是的,说来奇异,刹那之后,长达半年的抑郁期终于戛然而止了。 自那之后,我迅速理清和调整我与现实世界的关系,从我陷入抑郁后就停滞不前的创业重新启动,论文那边也重新接续,生活在充实与忙碌中急速前行。 6月6日三十岁生日那天,我踌躇满志地写下了《告白书:三十而立,与世相战》,准备以最顽强的意志来迎接此后人生中所有的严酷考验。 我未曾料及的是,第一场到来的考验,竟是死亡的威胁,而且,在一月之后,即掩杀而来。 7月8日,我工作到凌晨四时许才睡,上午十点醒来,发现十五分钟前有个未接来电,是中学同学胡滔打来的。
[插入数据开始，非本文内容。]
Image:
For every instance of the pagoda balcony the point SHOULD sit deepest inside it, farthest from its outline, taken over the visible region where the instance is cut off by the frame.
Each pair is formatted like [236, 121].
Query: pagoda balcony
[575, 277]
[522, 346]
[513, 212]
自张维佳回蓉后,主要是生活在成都的胡滔在多方联络照顾。

在过去的上半年里,关于张维佳的消息,我也多是由胡滔处得知。 回拨过去后,我们谈了9秒,我便知道了事态的严重性:张维佳自6月24日开始二线B方案的化疗以来,已持续高烧十五天了,中性粒细胞(白细胞的一种)数量为0,急需O型血的人贡献中性粒细胞;另一方面,自去年国庆节入院以来,九个月时间,他的治疗费用已耗费30余万,现已至山穷水尽之地。

(关注读书感悟,就上)。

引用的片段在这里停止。